The death of Tommaso Padoa-Schioppa at the age of 70, has robbed the IASB of a long and fruitful relationship in the years ahead.

He had only recently taken over the Chairmanship of the IFRS Foundation in July of 2010. And he had already signified the way in which his enormous experience of the European financial and regulatory scene would have been brought to bear. In an interview I did with him just after he took over the chairmanship he said of the whole IFRS and IASB process: "This is an extraordinary success story", and then continued: "What is necessary is to continue it and consolidate it, but there are some big challenges ahead which have to be faced courageously and without any preconditions". That was where his future value lay.

He had been Chairman of the Trustees previously, back in 2005. He had just retired after a seven-year stint at the European Central Bank. And at that point he had decided that he was effectively retiring after 40 years of public service. He had been on the ECB Board since it had been founded in 1998. He had been Chairman of the CONSOB, the main Italian regulatory body. He had been Chairman of the Basel Committee on Banking Supervision. But this initial stint with the Trustees came to a sudden end when he was asked to become Minister of Economy and Finance in the Italian Government. His work as Minister across the next few years helped reduce the Government's deficit and put Italy into a better economic place for the global economic crisis that was to come.

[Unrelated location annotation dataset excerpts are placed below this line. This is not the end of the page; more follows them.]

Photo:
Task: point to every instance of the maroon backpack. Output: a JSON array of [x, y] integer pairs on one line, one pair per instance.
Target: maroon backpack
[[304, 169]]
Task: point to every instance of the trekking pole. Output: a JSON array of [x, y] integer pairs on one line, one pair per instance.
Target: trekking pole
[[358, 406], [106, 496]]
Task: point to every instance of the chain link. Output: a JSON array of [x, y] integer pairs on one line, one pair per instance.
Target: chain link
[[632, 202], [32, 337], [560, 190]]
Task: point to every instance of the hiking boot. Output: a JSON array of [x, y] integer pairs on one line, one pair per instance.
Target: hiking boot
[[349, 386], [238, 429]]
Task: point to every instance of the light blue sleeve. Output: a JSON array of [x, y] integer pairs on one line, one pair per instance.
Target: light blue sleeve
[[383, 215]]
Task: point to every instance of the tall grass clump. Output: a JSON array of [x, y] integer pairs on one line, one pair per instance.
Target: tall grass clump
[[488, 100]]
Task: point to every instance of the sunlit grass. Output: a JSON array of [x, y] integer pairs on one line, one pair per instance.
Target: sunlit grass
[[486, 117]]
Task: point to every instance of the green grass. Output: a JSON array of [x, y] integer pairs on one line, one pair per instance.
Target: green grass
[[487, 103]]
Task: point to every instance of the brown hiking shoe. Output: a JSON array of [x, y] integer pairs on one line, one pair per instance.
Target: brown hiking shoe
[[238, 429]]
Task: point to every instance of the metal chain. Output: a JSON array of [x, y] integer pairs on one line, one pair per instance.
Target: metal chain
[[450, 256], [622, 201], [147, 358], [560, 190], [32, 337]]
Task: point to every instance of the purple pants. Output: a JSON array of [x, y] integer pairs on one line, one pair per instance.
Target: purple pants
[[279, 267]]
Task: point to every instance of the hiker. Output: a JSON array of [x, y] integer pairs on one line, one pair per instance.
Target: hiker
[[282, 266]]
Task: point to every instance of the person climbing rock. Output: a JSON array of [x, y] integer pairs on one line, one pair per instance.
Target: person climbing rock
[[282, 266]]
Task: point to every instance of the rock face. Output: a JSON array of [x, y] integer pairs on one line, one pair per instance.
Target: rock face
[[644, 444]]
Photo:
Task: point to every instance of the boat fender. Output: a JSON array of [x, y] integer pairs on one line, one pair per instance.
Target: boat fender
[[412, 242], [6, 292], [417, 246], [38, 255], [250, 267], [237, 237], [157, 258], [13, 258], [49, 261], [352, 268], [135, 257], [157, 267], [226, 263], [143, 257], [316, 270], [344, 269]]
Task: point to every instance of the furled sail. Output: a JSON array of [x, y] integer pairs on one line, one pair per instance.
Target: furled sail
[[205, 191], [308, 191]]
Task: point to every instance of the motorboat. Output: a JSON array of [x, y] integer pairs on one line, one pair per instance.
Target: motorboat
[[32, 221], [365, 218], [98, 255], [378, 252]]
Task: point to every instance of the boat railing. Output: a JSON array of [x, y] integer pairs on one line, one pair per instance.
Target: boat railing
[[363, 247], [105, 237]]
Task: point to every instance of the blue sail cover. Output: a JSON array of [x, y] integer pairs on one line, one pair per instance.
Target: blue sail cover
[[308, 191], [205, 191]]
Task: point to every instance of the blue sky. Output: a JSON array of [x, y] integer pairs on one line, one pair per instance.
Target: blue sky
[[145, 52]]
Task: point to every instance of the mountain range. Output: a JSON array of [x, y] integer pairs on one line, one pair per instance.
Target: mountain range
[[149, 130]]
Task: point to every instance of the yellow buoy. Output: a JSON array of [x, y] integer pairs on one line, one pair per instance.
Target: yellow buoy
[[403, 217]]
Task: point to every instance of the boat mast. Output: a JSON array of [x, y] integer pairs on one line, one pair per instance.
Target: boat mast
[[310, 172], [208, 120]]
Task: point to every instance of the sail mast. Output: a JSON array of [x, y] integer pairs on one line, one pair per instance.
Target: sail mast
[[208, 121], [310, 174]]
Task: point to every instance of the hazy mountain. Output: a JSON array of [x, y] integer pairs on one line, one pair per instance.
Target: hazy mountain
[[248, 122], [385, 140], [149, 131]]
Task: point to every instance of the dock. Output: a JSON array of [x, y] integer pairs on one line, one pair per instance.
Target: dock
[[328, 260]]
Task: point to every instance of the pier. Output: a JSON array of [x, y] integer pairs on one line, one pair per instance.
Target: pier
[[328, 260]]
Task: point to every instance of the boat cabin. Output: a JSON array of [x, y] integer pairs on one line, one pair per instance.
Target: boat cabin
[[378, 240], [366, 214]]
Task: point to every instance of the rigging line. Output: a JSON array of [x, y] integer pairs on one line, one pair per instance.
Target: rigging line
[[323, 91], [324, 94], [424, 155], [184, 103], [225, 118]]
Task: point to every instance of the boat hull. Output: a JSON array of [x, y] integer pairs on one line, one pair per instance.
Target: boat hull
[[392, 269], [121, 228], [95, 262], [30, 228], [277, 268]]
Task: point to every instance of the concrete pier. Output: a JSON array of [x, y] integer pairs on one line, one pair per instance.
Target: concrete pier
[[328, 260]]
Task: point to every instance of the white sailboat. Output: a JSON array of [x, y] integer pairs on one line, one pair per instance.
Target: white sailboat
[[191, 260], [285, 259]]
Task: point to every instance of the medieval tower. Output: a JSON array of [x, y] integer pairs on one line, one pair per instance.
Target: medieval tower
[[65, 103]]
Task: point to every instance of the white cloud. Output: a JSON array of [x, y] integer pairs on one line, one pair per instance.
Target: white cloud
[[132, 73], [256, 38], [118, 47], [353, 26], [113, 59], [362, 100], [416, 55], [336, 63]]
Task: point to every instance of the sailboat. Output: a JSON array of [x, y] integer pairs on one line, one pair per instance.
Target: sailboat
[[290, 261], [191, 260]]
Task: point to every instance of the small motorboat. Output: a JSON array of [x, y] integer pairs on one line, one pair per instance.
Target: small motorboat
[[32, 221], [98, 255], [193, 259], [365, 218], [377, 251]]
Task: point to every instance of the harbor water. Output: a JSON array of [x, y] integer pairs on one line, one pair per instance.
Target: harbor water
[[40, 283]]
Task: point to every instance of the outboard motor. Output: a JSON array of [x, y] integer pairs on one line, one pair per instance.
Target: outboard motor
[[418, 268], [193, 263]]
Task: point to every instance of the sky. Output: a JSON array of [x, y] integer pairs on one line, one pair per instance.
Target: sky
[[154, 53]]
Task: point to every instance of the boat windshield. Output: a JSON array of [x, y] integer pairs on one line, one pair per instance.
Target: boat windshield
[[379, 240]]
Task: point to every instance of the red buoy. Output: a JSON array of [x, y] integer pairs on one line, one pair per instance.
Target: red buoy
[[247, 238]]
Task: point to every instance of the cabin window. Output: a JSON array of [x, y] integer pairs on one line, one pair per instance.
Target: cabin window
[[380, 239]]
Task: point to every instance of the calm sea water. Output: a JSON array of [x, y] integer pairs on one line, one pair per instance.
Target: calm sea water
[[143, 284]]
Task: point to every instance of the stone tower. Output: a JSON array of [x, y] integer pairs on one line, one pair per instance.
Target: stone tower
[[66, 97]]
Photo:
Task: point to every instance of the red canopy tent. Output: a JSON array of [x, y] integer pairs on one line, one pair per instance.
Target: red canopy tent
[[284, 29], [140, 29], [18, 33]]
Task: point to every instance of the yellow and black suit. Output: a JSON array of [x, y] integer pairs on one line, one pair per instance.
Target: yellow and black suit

But it was that initial period as Chairman of Trustees which opened his eyes to the nature of what the IASB was achieving. "When I took the Chair of the Trustees I discovered an institution that was, in many respects, a much more advanced experience in international co-operation than all those I had practised before. The Board is not composed of national officials spending most of their time in national institutions, meeting only three or four times a year like, for example, the IOSCO Technical Committee or the Basel Committee. The IASB operates as a full-time board", he said. And he drew another distinction. "The IASB is not acting under the direction of national bodies. It is structurally committed to the international profile of its activity. So it is not a negotiating body between national systems."

He talked in that interview of the changes which the IASB had already wrought. "Before the IASB there was no consistency and comparability of data", he said. "Now, ten years later, IFRSs are used by a growing number of companies in the majority of countries around the world. Even in the US — where IFRSs are not yet adopted for domestic issuers - the divergence in the standards is significantly less than it was ten years ago. An agreed method of comparison is an essential precondition for a well-functioning global economy, a more efficient allocation of capital, and greater protection for investors."

And in the same interview he made his position on the importance of governance very clear. "It is a formula invented by the creators of the IASB", he said, "This formula proved very effective." But he accepted that not everyone was going to agree, partly because it represented change. "It is somewhat removed from the traditions of some countries, particularly of the EU, where setting accounting standards used to be the prerogative of the legislature", he said. "The debates on issues of governance can be explained by the fact that the formula on which the organisation is based represents a big innovation on the European tradition. The innovation proved necessary because the EU had failed to develop the consensus required to create common accounting rules through the more traditional method of public legislation."

In the most recent interview I did with him, a matter of a few weeks ago, his enthusiasm for the task ahead was undiminished. He will be much missed in the years ahead.